--Follow penulisnya, votement ceritanya
.
"Jadi, selama aku pergi apa yang kau lakukan?"
"Tidak ada. Aku hanya bekerja saja."
Gabriela yang mendengar hal itu langsung mengangkat kepala dari dada panas Andrea dan menatap pria itu sendu. "Jadi, satu-satunya orang yang terpuruk hanya aku?"
"Bukan begitu, sayang." sergah Andrea sembari membelai surai kekasihnya yang berantakan.
"Aku sempat berpikir kalau kau benar-benar mencampakan aku dan tak berusaha menemuiku. Memang sepertinya itu rencanamu."
Andrea membenahi posisi untuk menjelaskan kekeliruan ini. "Kau tidak akan tahu betapa menggilanya aku tanpa dirimu. Aku hanya berpura-pura hidup dengan baik saja."

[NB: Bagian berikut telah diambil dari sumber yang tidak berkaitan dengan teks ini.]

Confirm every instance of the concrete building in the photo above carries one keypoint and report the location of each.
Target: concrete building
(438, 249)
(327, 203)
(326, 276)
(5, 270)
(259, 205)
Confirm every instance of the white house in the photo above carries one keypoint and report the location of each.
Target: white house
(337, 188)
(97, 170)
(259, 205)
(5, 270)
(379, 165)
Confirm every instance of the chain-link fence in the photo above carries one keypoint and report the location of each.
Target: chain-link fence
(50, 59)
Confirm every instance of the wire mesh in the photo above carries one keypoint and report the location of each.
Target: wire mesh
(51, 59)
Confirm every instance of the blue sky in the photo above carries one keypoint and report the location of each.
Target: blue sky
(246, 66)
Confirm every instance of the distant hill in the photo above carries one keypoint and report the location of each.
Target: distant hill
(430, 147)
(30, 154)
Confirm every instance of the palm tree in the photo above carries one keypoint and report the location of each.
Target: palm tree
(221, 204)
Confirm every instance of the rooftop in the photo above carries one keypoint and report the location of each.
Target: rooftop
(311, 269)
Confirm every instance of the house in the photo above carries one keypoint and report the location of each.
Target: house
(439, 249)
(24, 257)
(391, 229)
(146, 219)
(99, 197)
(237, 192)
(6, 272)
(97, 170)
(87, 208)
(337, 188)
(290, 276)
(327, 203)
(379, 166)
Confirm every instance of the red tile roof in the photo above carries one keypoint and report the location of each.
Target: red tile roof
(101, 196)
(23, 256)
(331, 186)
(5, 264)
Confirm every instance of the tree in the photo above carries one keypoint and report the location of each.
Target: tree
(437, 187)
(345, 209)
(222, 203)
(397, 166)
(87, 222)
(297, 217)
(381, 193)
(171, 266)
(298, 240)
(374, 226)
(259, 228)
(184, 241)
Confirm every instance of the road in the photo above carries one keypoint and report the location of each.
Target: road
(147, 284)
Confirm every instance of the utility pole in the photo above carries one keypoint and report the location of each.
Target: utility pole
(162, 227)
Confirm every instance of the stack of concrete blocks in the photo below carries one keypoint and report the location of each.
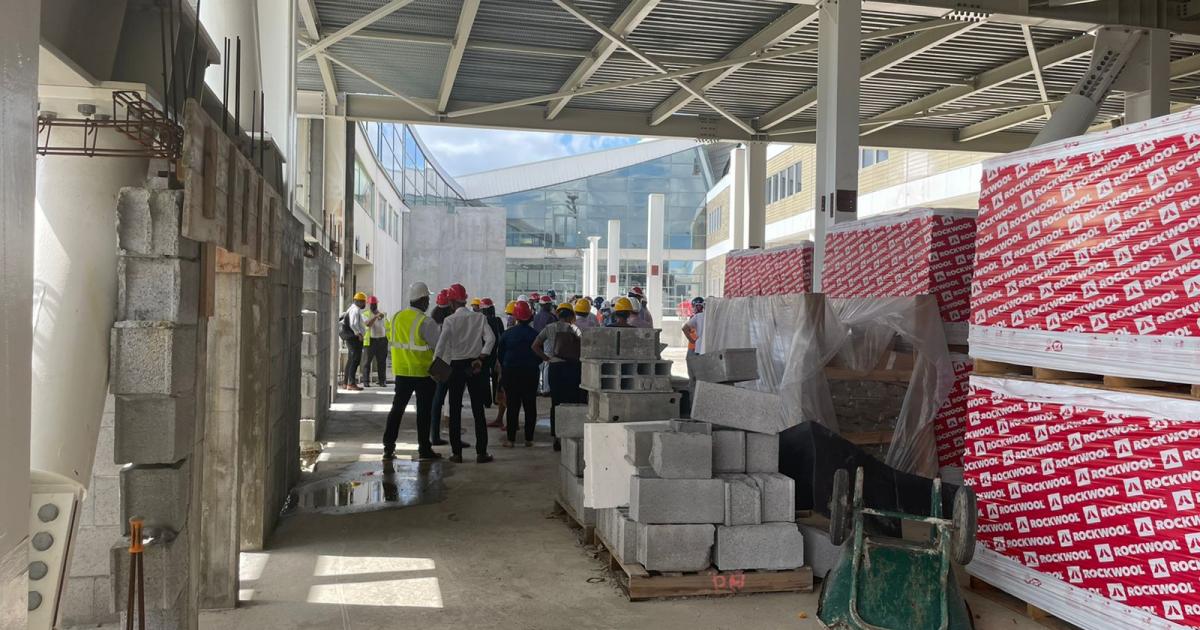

Gabriela tak tahan mengembangkan senyum malu-malunya. "Ternyata bukan hanya aku."
"Kita sama-sama gila jika saling berpisah."
"Makanya aku tidak mau lagi begitu." tegas Gabriela kembali menyusup di bawah lengan kekar Andrea. "Aku hanya heran kenapa kau bisa sangat tenang dan bersabar, aku sempat berpikir kau memata-mataiku."
Gerakan tangan Andrea yang tengah membentuk pola abstrak di punggung telanjang Gabriela terhenti. Matanya menatap lurus pada langit-langit kamar yang gelap.
"Aku senang dengan keputusanku kembali padamu. Aku tidak suka melihatmu bersedih." kata Gabriela sembari mengetatkan pelukan.
Seringai samar mampir di wajah ganteng Andrea, ia juga mengetatkan pelukan sambil berkata, "Kau tidak akan bisa pergi lagi."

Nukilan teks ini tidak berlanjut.